Some cases require no apologies, because those involved are such irredeemable shitbags that there is no need to read. We know their apologies are lies.
But what about the other cases, where we are unsure: is it even possible to publicly apologize? And why bother, when a lie or brutish contempt seems, pragmatically speaking, to accomplish more? Those who have decided for you need no apology, and those that have decided against you will discount whatever you say.
Out of habit or honour, or miscalculation, people continue to apologize. And our response is, as usual, more interesting than the thing itself.

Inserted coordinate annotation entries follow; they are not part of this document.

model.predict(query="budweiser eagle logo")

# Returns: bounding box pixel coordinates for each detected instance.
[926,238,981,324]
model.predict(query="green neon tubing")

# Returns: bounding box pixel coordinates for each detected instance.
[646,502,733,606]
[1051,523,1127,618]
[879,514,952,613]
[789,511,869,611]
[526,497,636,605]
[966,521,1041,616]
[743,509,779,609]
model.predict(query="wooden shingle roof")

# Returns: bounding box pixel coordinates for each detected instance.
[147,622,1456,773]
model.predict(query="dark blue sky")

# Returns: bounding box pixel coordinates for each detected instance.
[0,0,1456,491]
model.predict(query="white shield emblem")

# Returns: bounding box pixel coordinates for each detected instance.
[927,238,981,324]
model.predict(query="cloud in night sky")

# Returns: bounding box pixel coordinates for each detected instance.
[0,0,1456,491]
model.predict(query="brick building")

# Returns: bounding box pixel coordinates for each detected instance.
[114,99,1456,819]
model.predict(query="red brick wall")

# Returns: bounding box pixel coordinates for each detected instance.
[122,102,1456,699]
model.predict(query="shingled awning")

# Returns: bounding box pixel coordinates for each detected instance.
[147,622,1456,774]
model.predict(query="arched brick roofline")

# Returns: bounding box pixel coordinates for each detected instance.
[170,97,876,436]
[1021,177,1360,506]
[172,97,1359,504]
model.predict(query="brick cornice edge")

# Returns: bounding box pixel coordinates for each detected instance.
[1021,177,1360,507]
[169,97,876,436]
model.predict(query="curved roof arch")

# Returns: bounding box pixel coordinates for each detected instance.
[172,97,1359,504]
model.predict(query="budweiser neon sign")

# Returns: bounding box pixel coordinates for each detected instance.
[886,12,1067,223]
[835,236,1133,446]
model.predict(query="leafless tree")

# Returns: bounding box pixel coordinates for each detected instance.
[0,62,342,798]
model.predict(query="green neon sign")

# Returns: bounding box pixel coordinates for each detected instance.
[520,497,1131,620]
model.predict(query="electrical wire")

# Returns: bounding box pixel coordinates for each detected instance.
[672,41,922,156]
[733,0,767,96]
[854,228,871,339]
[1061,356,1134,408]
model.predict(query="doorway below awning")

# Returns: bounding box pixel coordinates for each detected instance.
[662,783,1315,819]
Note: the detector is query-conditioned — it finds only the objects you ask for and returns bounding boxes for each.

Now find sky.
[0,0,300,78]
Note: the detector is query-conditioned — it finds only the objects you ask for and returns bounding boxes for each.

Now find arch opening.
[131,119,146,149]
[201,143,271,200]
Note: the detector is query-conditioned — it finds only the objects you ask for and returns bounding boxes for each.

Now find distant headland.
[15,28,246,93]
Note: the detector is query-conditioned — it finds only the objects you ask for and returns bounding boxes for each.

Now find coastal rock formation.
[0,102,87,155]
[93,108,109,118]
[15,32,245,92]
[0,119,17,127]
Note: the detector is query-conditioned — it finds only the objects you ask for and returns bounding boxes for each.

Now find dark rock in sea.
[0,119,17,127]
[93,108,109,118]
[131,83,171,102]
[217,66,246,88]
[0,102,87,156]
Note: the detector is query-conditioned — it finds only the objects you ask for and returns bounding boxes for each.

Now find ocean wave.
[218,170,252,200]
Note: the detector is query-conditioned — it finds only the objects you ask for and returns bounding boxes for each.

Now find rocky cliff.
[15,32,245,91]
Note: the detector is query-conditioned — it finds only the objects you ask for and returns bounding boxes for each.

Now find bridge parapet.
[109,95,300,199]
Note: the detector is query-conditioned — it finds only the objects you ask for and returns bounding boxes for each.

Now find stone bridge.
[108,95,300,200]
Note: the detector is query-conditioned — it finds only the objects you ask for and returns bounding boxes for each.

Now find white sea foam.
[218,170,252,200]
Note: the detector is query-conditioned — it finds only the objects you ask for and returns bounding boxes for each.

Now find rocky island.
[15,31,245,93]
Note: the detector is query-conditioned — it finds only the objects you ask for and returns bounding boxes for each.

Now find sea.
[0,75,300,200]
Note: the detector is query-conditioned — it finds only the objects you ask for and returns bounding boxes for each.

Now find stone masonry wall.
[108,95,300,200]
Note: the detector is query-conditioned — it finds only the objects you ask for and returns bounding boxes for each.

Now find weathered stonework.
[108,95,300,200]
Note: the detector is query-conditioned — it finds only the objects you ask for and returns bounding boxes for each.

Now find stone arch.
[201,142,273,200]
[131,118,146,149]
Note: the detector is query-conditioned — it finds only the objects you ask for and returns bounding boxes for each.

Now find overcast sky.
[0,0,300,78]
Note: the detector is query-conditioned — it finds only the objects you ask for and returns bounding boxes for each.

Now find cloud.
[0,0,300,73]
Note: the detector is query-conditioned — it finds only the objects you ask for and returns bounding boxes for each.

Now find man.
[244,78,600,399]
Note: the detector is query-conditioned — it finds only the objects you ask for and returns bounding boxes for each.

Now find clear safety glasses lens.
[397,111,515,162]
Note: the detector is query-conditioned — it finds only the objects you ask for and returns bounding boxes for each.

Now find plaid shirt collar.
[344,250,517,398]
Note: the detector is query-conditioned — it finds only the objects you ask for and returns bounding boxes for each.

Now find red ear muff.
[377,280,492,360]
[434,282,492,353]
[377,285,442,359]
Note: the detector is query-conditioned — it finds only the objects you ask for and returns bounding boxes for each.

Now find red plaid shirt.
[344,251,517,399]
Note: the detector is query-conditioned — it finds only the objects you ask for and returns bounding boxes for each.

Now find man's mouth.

I’ve been quite taken with the arrival of what seems to be a new genre, or set of micro-genres: apology analyses. They flourish every time an apology is issued. The text of the apology is scoured, edited, dissected. In some cases this is quite literal: the apology is edited, re-written, sections crossed out and critiqued in a digital red pen. The apology analysis is often entitled: “There I fixed it for you”. This whimsical pedantry is supposed to be funny and critical at the same time, the author/editor denigrating the apologist while improving thier work. In another version, slightly more serious, we are treated to a list of things the apology should have done (X should have mentioned the victims by name, have not made it about him/herself, etc etc). But in both, the analyst takes the role of a teacher—the last authority the internet will recognize—correcting the work of a bad student.
Apology analysis takes several forms, some better, some worse, but all share the belief that there is a proper way to apologize. I doubt this.
What would a good apology look like? A perfect apology, one that followed all the rules the correctors are correcting for, would look like a lie. I mean, it probably would be a lie, something crafted by a bunch of PR pricks (in this case outsourced: the corrective cloud). It would properly acknowledge the wrongdoing, recognize the other, the rules, express regret not about intention, but action, propose restitution, insinuate the need for growth which did not exploit the wronged party, and would be 100% bullshit.
So, how to apologize? And how to evaluate them, without cultivating a better breed of liars?